Codons and anticodon-carrying \trna[s] form the biochemical interface between
the genetic code and the amino acid sequence of proteins during \mrna
translation. I investigated this correspondence between \mrna-driven codon
demand and \trna anticodon supply by looking at the correlation between a
codon’s frequency in the \mrna transcriptome as a fraction of the overall codon
count \(c_{xy}'\), and its matching \trna anticodon isoacceptor abundance
\(a_{xy}'\) at the same developmental stage \(y\)
(\cref{fig:codon-anticodon-abundance} bottom left):
\begin{align}
c_{xy}' &= \frac{c_{xy}}{\sum_k c_{ky}}\\
a_{xy}' &= \frac{a_{xy}}{\sum_k a_{ky}}
\end{align}
To compare how well the anticodon supply of a given transcriptome was adapted to
its codon demand, I initially calculated the Spearman rank correlation between
the codon usage and the anticodon isoacceptor abundance. However, since not all
codons have a corresponding anticodon-carrying \trna, unmatched “orphan” triplet
codons were discarded from the calculation. Consequently, the correlation
coefficients I calculated ignore the possibility of wobble base pairing.
It is possible to account for wobble base pairing in several different ways
(reviewed in \citet{Gingold:2011}). In particular, \citet{Dos_Reis:2003}
describe the \tai, which takes into account the possible wobble base pairings
when calculating the fit between codon usage and \trna gene copy number. For my
analysis, rather than accounting for all possible base pairings, I opted for a
simplified version where only unmatched codons were treated differently, and all
other codons were matched directly to their corresponding anticodons, as
described above.
Orphan codons were matched to all anticodons that they recognise via wobble base
pairing, by distributing the \trna abundance of these \trna genes between all
matched codons; abundant codons received proportionally more of the anticodon
abundance. More precisely, let \(x\) be an orphan codon and
\(\operatorname{wobble}(x)\) the anticodons that match \(x\) via wobble base
pairing. We then adjust the abundance for each \(x' \in
\operatorname{wobble}(x)\) according to the following rule:
\begin{equation}
a_{x'y}'' = \left(\sum_{k \in \operatorname{wobble}(x)} a_{ky}'\right) \cdot
\frac{c_{x'y}'}{\sum_{k \in \operatorname{wobble}(x)} c_{ky}} \text{\ .}
\end{equation}
In other words, we pool the frequency of anticodons that wobble base pair with
orphan codons, and let each contribute a fraction proportional to its (directly
matching) codon frequency. For those anticodons \(x\) which do not wobble base
pair to orphan codons, we set \(a_{xy}'' = a_{xy}'\).

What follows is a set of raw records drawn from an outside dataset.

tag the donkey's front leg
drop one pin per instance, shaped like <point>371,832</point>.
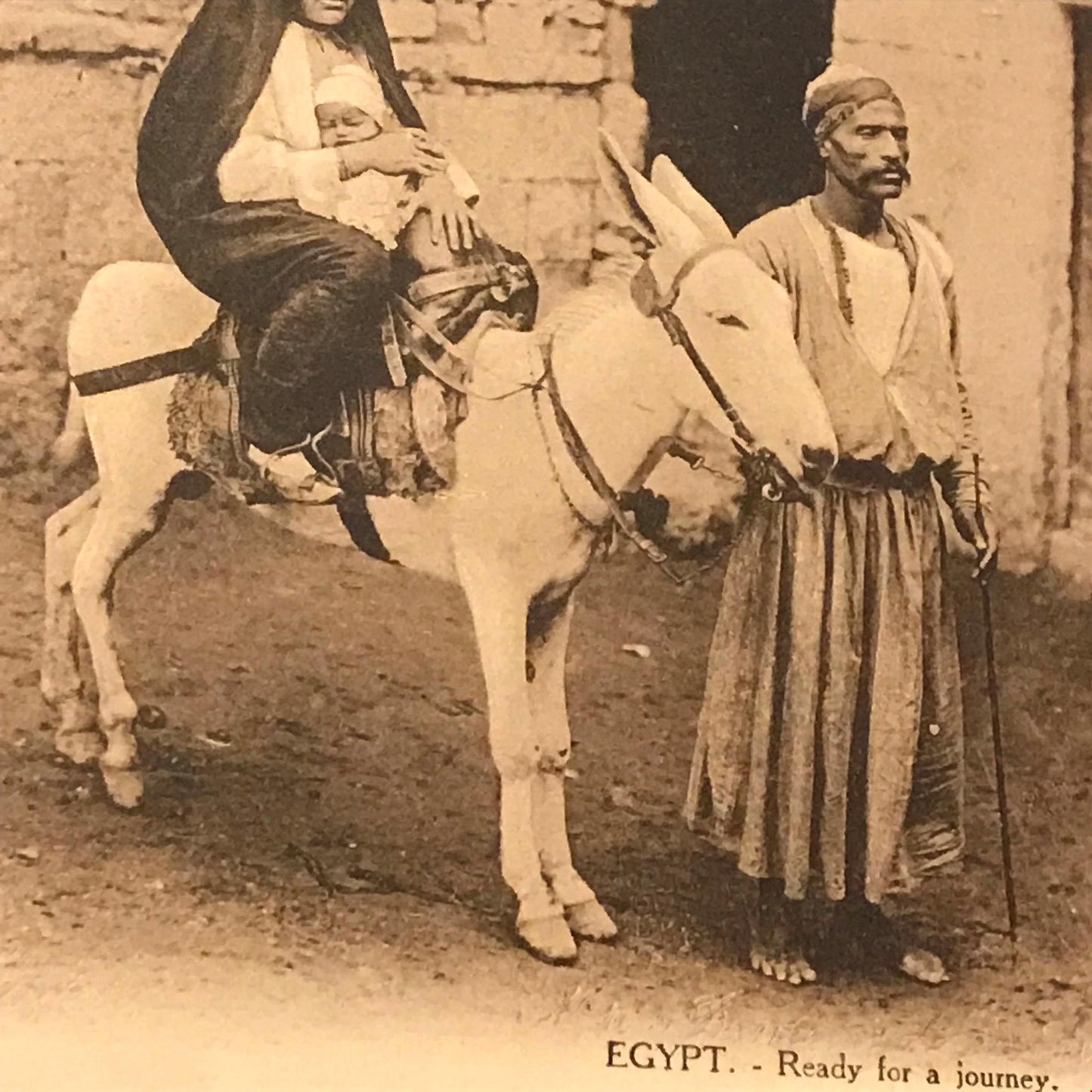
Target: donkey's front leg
<point>500,614</point>
<point>549,621</point>
<point>120,525</point>
<point>76,733</point>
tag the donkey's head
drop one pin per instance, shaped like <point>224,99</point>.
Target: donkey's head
<point>745,376</point>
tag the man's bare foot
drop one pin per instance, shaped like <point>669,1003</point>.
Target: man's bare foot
<point>881,940</point>
<point>777,939</point>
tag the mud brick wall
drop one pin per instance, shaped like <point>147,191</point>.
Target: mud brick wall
<point>515,88</point>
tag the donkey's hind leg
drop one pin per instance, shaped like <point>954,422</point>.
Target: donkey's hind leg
<point>125,518</point>
<point>549,623</point>
<point>76,735</point>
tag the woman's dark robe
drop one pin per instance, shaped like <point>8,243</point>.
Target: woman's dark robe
<point>203,100</point>
<point>316,287</point>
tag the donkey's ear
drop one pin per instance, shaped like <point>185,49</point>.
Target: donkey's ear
<point>674,184</point>
<point>657,218</point>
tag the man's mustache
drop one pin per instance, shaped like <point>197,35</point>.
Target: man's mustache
<point>896,169</point>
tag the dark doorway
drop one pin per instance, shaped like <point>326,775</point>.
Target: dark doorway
<point>724,81</point>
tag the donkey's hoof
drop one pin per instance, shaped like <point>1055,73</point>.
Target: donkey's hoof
<point>589,920</point>
<point>125,787</point>
<point>549,939</point>
<point>80,747</point>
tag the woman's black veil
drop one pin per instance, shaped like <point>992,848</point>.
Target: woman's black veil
<point>208,90</point>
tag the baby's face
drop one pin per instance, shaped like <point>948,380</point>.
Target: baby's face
<point>343,124</point>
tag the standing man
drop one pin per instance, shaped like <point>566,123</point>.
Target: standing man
<point>830,745</point>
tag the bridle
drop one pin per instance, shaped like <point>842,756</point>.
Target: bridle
<point>760,468</point>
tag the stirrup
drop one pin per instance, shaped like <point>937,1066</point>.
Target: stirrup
<point>312,488</point>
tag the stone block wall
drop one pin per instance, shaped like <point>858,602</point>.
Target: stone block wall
<point>988,91</point>
<point>517,88</point>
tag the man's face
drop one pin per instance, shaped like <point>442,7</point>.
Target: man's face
<point>868,152</point>
<point>343,124</point>
<point>324,12</point>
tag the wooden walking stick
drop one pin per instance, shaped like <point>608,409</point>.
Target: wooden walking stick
<point>995,709</point>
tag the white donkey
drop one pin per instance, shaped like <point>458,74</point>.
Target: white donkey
<point>519,529</point>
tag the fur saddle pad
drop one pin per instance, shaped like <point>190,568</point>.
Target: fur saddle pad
<point>401,439</point>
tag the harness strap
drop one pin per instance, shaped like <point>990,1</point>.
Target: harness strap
<point>134,373</point>
<point>500,274</point>
<point>588,466</point>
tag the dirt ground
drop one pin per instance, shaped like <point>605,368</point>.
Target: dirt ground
<point>309,897</point>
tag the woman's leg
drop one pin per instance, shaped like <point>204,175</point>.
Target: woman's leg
<point>316,289</point>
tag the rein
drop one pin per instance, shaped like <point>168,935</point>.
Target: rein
<point>759,466</point>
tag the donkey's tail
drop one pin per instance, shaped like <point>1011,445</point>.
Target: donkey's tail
<point>73,446</point>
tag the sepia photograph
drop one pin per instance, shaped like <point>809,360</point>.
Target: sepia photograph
<point>546,544</point>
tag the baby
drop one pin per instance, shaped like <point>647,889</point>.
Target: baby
<point>350,110</point>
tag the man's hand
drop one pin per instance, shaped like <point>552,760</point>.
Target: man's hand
<point>979,527</point>
<point>451,220</point>
<point>400,152</point>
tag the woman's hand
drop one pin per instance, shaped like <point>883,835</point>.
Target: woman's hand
<point>450,218</point>
<point>400,152</point>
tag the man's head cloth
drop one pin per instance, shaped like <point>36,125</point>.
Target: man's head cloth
<point>838,94</point>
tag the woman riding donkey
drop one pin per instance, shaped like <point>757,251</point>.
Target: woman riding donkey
<point>237,178</point>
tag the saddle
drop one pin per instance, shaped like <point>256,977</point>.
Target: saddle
<point>394,441</point>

Finally, I calculated codon--anticodon correlations between the codon usage and
the adjusted anticodon abundance, \(\operatorname{cor}(c_{\cdot y}', a_{\cdot
y}'')\). This yielded broadly comparable results to the simple correlations
ignoring wobble base pairing and unmatched codons
(\cref{fig:codon-anticodon-correlation-with-wobble-only-missing}). I will
briefly discuss how to improve this using a \tai adapted to \trna gene
expression in the conclusion (\cref{sec:conclusion}).
Across both tissues and all stages of development, we find that \mrna triplet
codon demand and \trna anticodon isoacceptor abundance are highly correlated
(\(0.64 < \rho \leq 0.76\) Spearman’s rank correlation, all \(p < 0.001\)),
ignoring wobble base pairing. Accounting for wobble base pairing in the
calculation of the adaptation of codon demand and anticodon supply does not
substantially change these numbers.
We can compare these correlations between \mrna codon demand and \trna anticodon
supply with the correlations we find between our simulated \mrna and \trna
transcriptomes. To calculate correlations for the simulated transcriptomes, I
first determined the means for each of the \num{100} shuffled triplet codon
distributions and calculated their Spearman rank correlation with each of the
\num{100} shuffled isoacceptor distributions.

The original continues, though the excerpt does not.